Grécia e Espanha levam perdas a bolsas da Europa

As bolsas da Europa fecharam em queda nesta quarta-feira, pressionadas pelos receios com Grécia e Espanha, que voltaram ao foco nesta quarta-feira. Indicadores econômicos desanimadores nos Estados Unidos também não ajudaram. O índice pan-europeu Stoxx 600 perdeu 0,91%, fechando a 268,14 pontos.

Os mercados europeus iniciaram os negócios em um cenário de greves contra a política fiscal adotada após a crise em diversos países. Os protestos provocaram incidentes violentos na Espanha, em um dia marcado por paralisações também na Grécia, em Portugal e na Itália.

Além disso, foram divulgados nesta quarta-feira os PIBs da Grécia e de Portugal no terceiro trimestre deste ano. A economia grega encolheu 7,2%, enquanto em Portugal a produção registrou queda de 3,4% e o desemprego subiu para 15,8%. Já a produção industrial da zona do euro caiu 2,5% em setembro, na comparação com agosto, segundo informou a Eurostat. Foi a maior queda desde janeiro de 2009.

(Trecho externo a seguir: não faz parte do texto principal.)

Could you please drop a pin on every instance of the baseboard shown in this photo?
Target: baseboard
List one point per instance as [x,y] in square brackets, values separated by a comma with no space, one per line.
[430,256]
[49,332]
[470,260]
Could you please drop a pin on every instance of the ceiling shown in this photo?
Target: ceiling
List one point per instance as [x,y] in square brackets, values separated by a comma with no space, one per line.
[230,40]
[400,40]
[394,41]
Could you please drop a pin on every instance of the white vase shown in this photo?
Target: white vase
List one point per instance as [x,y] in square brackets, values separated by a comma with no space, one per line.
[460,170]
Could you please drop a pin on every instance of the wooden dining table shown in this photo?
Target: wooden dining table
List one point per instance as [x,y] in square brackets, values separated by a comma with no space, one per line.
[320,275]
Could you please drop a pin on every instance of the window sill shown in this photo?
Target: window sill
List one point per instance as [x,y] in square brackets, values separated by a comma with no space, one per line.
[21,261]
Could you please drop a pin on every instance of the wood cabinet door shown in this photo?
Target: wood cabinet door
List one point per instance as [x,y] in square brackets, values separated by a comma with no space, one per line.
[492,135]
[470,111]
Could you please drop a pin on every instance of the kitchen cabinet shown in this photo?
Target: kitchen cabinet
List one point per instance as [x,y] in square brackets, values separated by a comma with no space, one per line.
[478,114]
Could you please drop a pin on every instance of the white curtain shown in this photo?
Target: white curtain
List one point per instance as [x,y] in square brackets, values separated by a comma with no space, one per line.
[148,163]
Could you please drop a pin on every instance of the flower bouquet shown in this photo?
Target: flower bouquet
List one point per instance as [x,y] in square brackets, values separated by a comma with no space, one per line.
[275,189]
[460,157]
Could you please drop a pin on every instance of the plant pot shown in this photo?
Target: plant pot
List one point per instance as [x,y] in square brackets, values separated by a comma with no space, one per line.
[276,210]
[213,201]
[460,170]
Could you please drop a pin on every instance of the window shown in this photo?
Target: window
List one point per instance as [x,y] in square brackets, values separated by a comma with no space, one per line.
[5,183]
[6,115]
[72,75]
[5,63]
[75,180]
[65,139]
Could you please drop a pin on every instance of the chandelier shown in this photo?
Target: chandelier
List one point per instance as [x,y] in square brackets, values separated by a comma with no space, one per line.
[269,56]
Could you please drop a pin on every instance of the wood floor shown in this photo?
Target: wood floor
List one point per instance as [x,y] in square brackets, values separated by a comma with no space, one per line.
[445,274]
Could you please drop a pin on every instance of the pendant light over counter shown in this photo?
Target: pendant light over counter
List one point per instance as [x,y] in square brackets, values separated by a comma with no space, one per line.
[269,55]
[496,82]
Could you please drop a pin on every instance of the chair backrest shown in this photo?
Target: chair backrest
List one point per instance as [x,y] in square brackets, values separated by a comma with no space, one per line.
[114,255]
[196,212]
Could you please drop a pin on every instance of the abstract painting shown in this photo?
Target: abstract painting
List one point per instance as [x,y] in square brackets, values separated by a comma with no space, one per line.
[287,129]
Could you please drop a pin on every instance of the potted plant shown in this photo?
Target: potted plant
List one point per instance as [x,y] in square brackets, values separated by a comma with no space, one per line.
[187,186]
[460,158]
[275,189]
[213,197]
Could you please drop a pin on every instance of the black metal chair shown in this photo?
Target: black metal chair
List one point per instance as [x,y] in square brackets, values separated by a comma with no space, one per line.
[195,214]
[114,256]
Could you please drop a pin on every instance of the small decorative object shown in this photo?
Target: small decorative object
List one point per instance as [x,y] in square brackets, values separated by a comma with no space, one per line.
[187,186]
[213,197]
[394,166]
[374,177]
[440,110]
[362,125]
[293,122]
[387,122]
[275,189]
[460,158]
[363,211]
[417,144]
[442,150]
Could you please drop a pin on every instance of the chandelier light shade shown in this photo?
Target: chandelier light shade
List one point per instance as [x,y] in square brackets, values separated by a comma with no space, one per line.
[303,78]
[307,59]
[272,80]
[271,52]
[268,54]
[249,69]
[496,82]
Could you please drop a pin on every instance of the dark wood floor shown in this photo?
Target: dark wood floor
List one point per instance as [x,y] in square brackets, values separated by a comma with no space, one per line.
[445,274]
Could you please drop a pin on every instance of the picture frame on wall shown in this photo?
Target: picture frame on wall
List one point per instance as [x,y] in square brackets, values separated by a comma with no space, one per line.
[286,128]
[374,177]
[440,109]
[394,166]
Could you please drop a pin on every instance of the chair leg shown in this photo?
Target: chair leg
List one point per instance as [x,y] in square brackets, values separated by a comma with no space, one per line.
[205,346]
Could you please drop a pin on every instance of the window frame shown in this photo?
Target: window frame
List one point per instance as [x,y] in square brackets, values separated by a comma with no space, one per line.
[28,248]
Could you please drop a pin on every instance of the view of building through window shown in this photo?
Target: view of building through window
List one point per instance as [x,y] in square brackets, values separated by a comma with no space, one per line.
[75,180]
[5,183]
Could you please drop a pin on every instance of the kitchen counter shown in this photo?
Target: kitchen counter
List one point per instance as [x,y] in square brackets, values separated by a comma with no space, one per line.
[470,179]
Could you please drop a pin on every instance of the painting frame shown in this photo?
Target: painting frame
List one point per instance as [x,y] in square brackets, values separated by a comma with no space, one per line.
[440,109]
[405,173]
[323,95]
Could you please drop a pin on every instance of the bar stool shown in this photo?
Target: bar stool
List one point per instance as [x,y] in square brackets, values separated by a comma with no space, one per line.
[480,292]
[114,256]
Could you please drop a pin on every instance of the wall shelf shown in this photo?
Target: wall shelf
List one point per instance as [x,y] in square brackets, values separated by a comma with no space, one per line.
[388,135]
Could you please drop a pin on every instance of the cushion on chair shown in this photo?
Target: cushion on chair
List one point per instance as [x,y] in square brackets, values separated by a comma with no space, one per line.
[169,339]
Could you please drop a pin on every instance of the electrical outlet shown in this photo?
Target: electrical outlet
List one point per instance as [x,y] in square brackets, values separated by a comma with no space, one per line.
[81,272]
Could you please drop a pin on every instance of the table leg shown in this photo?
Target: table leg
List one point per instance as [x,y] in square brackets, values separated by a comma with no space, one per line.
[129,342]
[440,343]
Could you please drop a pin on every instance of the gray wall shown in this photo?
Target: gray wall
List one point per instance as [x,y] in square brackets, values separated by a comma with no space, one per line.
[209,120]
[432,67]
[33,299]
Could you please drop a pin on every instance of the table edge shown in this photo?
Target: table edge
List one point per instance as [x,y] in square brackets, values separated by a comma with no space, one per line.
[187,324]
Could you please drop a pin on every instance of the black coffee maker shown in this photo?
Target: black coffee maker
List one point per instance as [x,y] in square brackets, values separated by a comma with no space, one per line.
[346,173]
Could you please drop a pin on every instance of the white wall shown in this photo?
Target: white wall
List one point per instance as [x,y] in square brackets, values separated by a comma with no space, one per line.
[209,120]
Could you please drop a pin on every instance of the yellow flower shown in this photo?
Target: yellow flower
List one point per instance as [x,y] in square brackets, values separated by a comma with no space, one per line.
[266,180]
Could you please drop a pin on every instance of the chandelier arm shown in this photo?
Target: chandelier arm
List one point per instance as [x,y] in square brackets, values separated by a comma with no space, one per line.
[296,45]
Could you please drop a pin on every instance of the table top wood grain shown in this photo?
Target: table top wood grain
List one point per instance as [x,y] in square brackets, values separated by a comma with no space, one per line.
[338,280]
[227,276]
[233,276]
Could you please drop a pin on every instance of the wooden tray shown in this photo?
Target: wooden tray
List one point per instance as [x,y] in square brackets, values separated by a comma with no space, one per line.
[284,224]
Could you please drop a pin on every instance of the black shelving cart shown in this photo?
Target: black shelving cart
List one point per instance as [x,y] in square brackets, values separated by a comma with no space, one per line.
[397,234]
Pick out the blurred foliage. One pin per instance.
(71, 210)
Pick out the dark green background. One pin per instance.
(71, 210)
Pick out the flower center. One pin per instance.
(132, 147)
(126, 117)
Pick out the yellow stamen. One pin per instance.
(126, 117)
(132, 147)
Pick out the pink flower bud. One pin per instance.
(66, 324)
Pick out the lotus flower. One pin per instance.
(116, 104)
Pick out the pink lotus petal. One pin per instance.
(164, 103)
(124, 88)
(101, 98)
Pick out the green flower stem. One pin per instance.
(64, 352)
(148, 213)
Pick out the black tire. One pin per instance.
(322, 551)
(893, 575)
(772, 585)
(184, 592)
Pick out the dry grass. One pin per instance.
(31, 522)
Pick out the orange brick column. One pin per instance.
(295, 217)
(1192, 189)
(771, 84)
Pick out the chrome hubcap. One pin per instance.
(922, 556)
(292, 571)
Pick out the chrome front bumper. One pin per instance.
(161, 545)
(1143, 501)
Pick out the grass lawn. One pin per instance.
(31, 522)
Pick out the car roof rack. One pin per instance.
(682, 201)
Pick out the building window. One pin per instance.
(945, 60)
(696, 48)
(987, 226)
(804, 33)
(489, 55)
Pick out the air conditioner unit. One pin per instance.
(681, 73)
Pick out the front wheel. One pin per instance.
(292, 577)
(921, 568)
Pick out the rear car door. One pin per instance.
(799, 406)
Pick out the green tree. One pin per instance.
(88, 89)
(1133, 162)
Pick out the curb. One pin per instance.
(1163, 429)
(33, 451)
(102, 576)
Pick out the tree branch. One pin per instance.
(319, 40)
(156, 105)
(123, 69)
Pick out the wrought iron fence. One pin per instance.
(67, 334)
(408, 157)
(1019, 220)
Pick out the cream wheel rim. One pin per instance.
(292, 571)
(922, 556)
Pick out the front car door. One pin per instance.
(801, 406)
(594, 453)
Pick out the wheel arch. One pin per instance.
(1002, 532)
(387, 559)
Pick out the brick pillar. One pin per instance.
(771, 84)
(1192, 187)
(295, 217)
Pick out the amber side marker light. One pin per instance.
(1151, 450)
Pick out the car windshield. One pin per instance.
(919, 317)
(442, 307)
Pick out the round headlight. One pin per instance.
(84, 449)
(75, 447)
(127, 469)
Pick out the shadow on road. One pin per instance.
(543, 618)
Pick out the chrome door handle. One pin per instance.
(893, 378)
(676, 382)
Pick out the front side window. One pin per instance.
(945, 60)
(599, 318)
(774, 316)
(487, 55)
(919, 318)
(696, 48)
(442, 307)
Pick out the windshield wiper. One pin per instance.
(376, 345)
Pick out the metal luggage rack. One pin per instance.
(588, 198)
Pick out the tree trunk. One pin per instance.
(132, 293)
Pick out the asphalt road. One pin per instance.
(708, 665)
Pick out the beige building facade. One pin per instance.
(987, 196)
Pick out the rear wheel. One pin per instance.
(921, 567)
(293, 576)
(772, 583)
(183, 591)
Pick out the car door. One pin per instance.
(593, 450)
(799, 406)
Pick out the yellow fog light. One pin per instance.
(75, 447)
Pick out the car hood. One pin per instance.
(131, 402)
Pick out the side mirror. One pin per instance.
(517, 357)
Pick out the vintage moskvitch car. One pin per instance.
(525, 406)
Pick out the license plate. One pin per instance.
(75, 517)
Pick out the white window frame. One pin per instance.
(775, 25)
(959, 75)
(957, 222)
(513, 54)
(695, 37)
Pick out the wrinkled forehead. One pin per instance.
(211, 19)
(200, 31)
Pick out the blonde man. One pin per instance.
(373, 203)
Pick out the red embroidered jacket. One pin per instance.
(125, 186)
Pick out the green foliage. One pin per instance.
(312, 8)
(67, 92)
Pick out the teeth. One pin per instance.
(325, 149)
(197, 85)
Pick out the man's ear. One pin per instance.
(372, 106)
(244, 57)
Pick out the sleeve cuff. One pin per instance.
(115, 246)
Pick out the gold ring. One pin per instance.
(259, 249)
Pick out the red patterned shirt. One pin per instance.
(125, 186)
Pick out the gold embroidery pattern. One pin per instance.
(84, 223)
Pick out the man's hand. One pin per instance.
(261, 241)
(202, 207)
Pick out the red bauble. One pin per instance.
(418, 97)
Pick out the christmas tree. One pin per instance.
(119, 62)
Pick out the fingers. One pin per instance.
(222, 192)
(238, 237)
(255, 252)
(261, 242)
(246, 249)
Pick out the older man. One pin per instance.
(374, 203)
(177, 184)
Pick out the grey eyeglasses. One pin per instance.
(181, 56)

A Bolsa de Madri chegou a operar em alta após o anúncio de que o comissário de Assuntos Econômicos e Monetários da UE, Olli Rehn, faria um discurso sobre a Espanha. Quando ele finalmente falou, porém, as expectativas de que fosse anunciado um pacote de resgate foram por água abaixo. Rehn disse que a Espanha tomou medidas efetivas para colocar sua situação fiscal sob controle em 2012 e 2013 e não tem necessidade de novas ações de austeridade neste momento. O comissário reiterou ainda que depende da Espanha decidir se vai ou não pedir ajuda financeira.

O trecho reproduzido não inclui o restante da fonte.